A natural-born storyteller, Cannon recounts uncommon tales about wonderful characters. Presidents and other political personages on both sides of the aisle are well represented. So too are obscure figures such as Wilma K. Russey who, on Jan. 1, 1915, became New York City’s first female taxicab driver. Then there are Robert L. May, the Montgomery Ward copywriter who, in 1939, wrote the story of “Rudolph the Red-Nosed Reindeer” for a coloring book for kids; his brother-in-law Johnny Marks, who composed the tune; and free-market champion Sewell Lee Avery, the Montgomery Ward chairman who, though he had no legal obligation to do so, made May a wealthy man in 1949 by signing over to him the copyright for “Rudolph.” And there are the entwined stories of World War I soldiers Henry Johnson, an African-American, and William Shemin, a Jew, who in 2015 were posthumously awarded by President Obama the Medals of Honor they earned on the battlefield nearly a century before but because of bigotry were denied in their lifetimes. 

Cannon also chronicles forgotten dimensions of a remarkable range of events. He recalls John Winthrop’s 1630 “city upon a hill” sermon, which inspired Presidents Kennedy and Reagan to declare that the United States had an obligation to serve the world as a beacon of liberty. He brings to life George Washington’s daring and morale-boosting victories at Trenton in December 1776 and at Princeton in January 1777. He presents the 1854 diary entries of Johannes Remeeus, which relate the Dutchman’s adventures that summer crossing the Atlantic, settling in Milwaukee, and becoming an American citizen. And he throws into sharp relief the costs of the 2009 battle against the Taliban for the town of Dananeh in Helmand Province, Afghanistan, in which 40-year-old Marine Staff Sgt. and father of twins Bill Cahir, a reporter until his enlistment following the Sept. 11 attacks, lost his life. 

In addition, Cannon celebrates a splendid array of movie and TV stars, musical greats across several genres, male and female sports heroes, legendary journalists and major literary figures, titans of business, explorers and conservationists and comedians, forgotten slaves and civil rights icons, Native American warriors and peacemakers, women who helped forge a political order that respected women’s rights, and much more.

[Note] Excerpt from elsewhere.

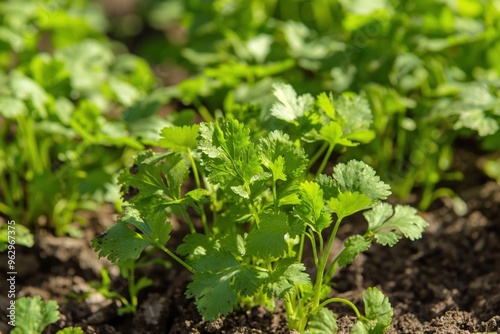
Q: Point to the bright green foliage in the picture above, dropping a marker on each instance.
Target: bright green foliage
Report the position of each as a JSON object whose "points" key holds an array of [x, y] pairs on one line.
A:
{"points": [[33, 315], [229, 157], [179, 139], [64, 89], [290, 106], [269, 239], [388, 224], [311, 208], [378, 312], [323, 322], [120, 243], [264, 208]]}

Many of his stories depict valor on the battlefield. Many others salute the quieter forms of heroism involved in caring for the orphaned, the ill, and the elderly and lifting up the poor and downtrodden. And he provides an abundance of tender love stories, profiles in courage, and exemplars of grace under pressure. 

Cannon does not force his snapshots of America into an artificial mold, but his book does revolve around several great themes, which are also America’s great themes: liberty equally for all; toleration for different points of view and delight in the diversity of ways of being human; appreciation of rugged individuals and of tight-knit communities; admiration of human excellence in its many forms and readiness to assist those who encounter difficulty in assisting themselves. Acutely aware that again and again America has fallen short of its lofty promise, he is just as mindful that the nation’s astounding progress is rooted in dedication to its fundamental principles. 

Cannon writes that he learned “to truly love his country” on a trip to the coastal towns of Normandy in 2004. There, while covering President George W. Bush, he encountered among the locals an abiding warmth and gratitude toward America for liberating France from Nazi occupation. He came away with a new sense of obligation to repay his good fortune of having been born an American “by aiding in the task of telling America’s story.”

Cannon has discharged his obligation and then some. His sparkling mosaic of stories gives citizens good cause to take pride in America’s accomplishments, to feel gratitude for the blessings their country confers, and to shoulder the responsibility to contribute to the unending work of fulfilling the nation’s lofty promise. 

The well-balanced mix of pride in, gratitude for, and responsibility toward America might even be a prerequisite for journalists and politicians to be deserving of the people’s trust.